By f—ing gatekeepers (the letter-writing editor spelled it out), she meant those who think it's appropriate to guide what young people read. In the book trade, this is known as "banning." In the parenting trade, however, we call this "judgment" or "taste." It is a dereliction of duty not to make distinctions in every other aspect of a young person's life between more and less desirable options. Yet let a gatekeeper object to a book and the industry pulls up its petticoats and shrieks "censorship!"
It is of course understood to be an act of literary heroism to stand against any constraints, no matter the age of one's readers; Ms. Myracle's editor told Publishers Weekly that the author "has been on the front lines in the fight for freedom of expression."
Every year the American Library Association delights in releasing a list of the most frequently challenged books. A number of young-adult books made the Top 10 in 2010, including Suzanne Collins's hyper-violent, best-selling "Hunger Games" trilogy and Sherman Alexie's prize-winning novel, "The Absolutely True Diary of a Part-Time Indian." "It almost makes me happy to hear books still have that kind of power," Mr.
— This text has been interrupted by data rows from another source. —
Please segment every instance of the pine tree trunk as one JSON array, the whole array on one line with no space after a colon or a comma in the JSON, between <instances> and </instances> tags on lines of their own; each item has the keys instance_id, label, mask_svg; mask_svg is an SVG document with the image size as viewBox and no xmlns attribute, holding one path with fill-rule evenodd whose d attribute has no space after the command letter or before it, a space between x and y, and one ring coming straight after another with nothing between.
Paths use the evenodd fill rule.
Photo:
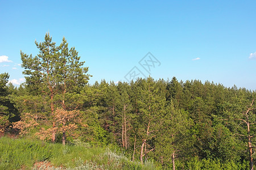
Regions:
<instances>
[{"instance_id":1,"label":"pine tree trunk","mask_svg":"<svg viewBox=\"0 0 256 170\"><path fill-rule=\"evenodd\" d=\"M175 158L175 151L174 151L174 152L172 153L172 169L173 170L175 170L175 162L174 160Z\"/></svg>"},{"instance_id":2,"label":"pine tree trunk","mask_svg":"<svg viewBox=\"0 0 256 170\"><path fill-rule=\"evenodd\" d=\"M124 128L123 128L123 122L122 122L122 144L123 147L125 147L125 139L123 138L123 134L124 134Z\"/></svg>"},{"instance_id":3,"label":"pine tree trunk","mask_svg":"<svg viewBox=\"0 0 256 170\"><path fill-rule=\"evenodd\" d=\"M249 122L248 117L246 116L246 124L247 130L248 134L248 147L249 149L249 156L250 156L250 169L253 170L253 146L251 144L251 136L250 135L250 124Z\"/></svg>"},{"instance_id":4,"label":"pine tree trunk","mask_svg":"<svg viewBox=\"0 0 256 170\"><path fill-rule=\"evenodd\" d=\"M126 135L126 117L125 114L126 105L124 106L125 109L125 149L127 150L127 135Z\"/></svg>"},{"instance_id":5,"label":"pine tree trunk","mask_svg":"<svg viewBox=\"0 0 256 170\"><path fill-rule=\"evenodd\" d=\"M63 131L62 133L62 144L65 145L66 144L66 133Z\"/></svg>"},{"instance_id":6,"label":"pine tree trunk","mask_svg":"<svg viewBox=\"0 0 256 170\"><path fill-rule=\"evenodd\" d=\"M51 111L52 115L54 114L54 104L53 104L53 92L52 90L51 90ZM53 130L52 134L52 142L55 143L56 141L56 131L55 131L55 122L54 121L52 122L52 128Z\"/></svg>"},{"instance_id":7,"label":"pine tree trunk","mask_svg":"<svg viewBox=\"0 0 256 170\"><path fill-rule=\"evenodd\" d=\"M134 148L133 154L133 161L134 161L134 155L135 155L135 150L136 150L136 135L134 136Z\"/></svg>"},{"instance_id":8,"label":"pine tree trunk","mask_svg":"<svg viewBox=\"0 0 256 170\"><path fill-rule=\"evenodd\" d=\"M142 144L141 145L141 156L140 156L140 159L141 159L141 163L142 164L143 163L143 149L144 149L144 146L145 145L146 143L146 139L142 139Z\"/></svg>"},{"instance_id":9,"label":"pine tree trunk","mask_svg":"<svg viewBox=\"0 0 256 170\"><path fill-rule=\"evenodd\" d=\"M55 131L55 122L52 122L52 128L53 128L53 130L52 131L52 142L55 143L56 141L56 131Z\"/></svg>"}]
</instances>

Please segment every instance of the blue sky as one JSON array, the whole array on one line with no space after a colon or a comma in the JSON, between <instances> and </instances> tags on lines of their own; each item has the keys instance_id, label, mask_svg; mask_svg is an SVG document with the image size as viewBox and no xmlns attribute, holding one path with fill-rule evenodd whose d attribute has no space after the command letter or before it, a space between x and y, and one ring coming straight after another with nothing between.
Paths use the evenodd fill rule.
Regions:
<instances>
[{"instance_id":1,"label":"blue sky","mask_svg":"<svg viewBox=\"0 0 256 170\"><path fill-rule=\"evenodd\" d=\"M255 90L256 1L208 1L0 0L0 73L18 86L20 50L36 55L35 40L49 31L57 44L64 36L76 48L91 84L127 81L136 70L148 76L144 58L155 64L155 79ZM143 58L148 52L159 63Z\"/></svg>"}]
</instances>

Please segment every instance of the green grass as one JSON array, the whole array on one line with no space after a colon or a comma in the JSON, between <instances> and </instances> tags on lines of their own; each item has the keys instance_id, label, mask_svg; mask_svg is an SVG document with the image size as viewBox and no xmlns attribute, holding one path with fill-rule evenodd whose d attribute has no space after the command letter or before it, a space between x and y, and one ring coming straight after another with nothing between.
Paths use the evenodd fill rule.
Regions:
<instances>
[{"instance_id":1,"label":"green grass","mask_svg":"<svg viewBox=\"0 0 256 170\"><path fill-rule=\"evenodd\" d=\"M35 166L35 163L38 163ZM38 165L39 163L40 166ZM0 169L156 169L108 148L48 143L25 138L0 138Z\"/></svg>"}]
</instances>

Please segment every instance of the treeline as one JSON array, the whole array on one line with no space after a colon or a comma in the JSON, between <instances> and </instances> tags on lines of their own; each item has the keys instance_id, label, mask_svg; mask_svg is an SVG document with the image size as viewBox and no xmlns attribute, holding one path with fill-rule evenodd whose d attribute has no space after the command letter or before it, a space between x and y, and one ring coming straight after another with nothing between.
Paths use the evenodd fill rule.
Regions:
<instances>
[{"instance_id":1,"label":"treeline","mask_svg":"<svg viewBox=\"0 0 256 170\"><path fill-rule=\"evenodd\" d=\"M2 131L114 145L132 160L174 169L249 168L255 91L175 77L90 85L88 68L65 39L56 46L47 34L36 44L38 56L21 52L26 83L16 88L0 75Z\"/></svg>"}]
</instances>

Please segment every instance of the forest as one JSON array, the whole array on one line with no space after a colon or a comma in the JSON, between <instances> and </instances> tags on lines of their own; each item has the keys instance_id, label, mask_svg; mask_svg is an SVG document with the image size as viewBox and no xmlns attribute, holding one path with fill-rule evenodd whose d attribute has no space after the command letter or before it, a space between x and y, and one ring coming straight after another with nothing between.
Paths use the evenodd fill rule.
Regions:
<instances>
[{"instance_id":1,"label":"forest","mask_svg":"<svg viewBox=\"0 0 256 170\"><path fill-rule=\"evenodd\" d=\"M35 44L36 56L20 52L25 83L0 74L2 136L108 148L136 163L133 169L253 169L254 91L172 75L89 84L89 67L65 38L56 45L47 33ZM8 165L3 147L0 164Z\"/></svg>"}]
</instances>

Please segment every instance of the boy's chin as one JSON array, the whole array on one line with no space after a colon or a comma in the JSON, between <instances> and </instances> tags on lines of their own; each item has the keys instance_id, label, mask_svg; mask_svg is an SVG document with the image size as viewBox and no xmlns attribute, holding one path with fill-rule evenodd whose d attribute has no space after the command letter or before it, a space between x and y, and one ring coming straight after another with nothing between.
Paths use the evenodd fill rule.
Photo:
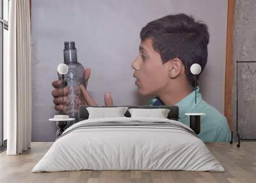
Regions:
<instances>
[{"instance_id":1,"label":"boy's chin","mask_svg":"<svg viewBox=\"0 0 256 183\"><path fill-rule=\"evenodd\" d=\"M138 92L140 95L143 96L154 95L152 92L150 92L149 91L147 91L140 88L138 88Z\"/></svg>"}]
</instances>

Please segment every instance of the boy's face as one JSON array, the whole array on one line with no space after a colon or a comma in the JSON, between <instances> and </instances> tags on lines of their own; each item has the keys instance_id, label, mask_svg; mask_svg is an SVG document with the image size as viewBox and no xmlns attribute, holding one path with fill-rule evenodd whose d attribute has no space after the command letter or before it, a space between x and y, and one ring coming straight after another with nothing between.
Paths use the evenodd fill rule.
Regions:
<instances>
[{"instance_id":1,"label":"boy's face","mask_svg":"<svg viewBox=\"0 0 256 183\"><path fill-rule=\"evenodd\" d=\"M157 95L169 81L168 64L163 64L160 54L154 50L151 38L147 38L140 45L140 53L132 63L135 70L135 84L141 95Z\"/></svg>"}]
</instances>

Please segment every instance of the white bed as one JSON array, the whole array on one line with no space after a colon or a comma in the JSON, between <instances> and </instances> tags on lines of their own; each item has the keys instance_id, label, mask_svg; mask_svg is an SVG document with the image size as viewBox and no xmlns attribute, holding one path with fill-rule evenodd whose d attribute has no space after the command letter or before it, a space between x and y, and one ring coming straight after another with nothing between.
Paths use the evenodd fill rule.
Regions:
<instances>
[{"instance_id":1,"label":"white bed","mask_svg":"<svg viewBox=\"0 0 256 183\"><path fill-rule=\"evenodd\" d=\"M204 142L191 131L180 122L164 118L83 120L68 128L57 139L32 172L81 170L224 171Z\"/></svg>"}]
</instances>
Alexie was quoted saying; "There's nothing in my book that even compares to what kids can find on the Internet."
Oh, well, that's all right then. Except that it isn't. It is no comment on Mr. Alexie's work to say that one depravity does not justify another. If young people are encountering ghastly things on the Internet, that's a failure of the adults around them, not an excuse for more envelope-pushing.
Veteran children's bookseller Jewell Stoddard traces part of the problem to aesthetic coarseness in some younger publishers, editors and writers who, she says, "are used to videogames and TV and really violent movies and they love that stuff. So they think that every 12-year-old is going to love that stuff and not be affected by it. And I don't think that's possible."
In an effort to keep the most grueling material out of the hands of younger readers, Ms. Stoddard and her colleagues at Politics & Prose, an independent Washington, D.C., bookstore, created a special "PG-15" nook for older teens. With some unease, she admits that creating a separate section may inadvertently lure the attention of younger children keen to seem older than they are.
At the same time, she notes that many teenagers do not read young-adult books at all. Near the end of the school year, when she and a colleague entertained students from a nearby private school, only three of the visiting 18 juniors said that they read YA books.
So it may be that the book industry's ever-more-appalling offerings for adolescent readers spring from a desperate desire to keep books relevant for the young. Still, everyone does not share the same objectives. The book business exists to sell books; parents exist to rear children, and oughtn't be daunted by cries of censorship. No family is obliged to acquiesce when publishers use the vehicle of fundamental free-expression principles to try to bulldoze coarseness or misery into their children's lives.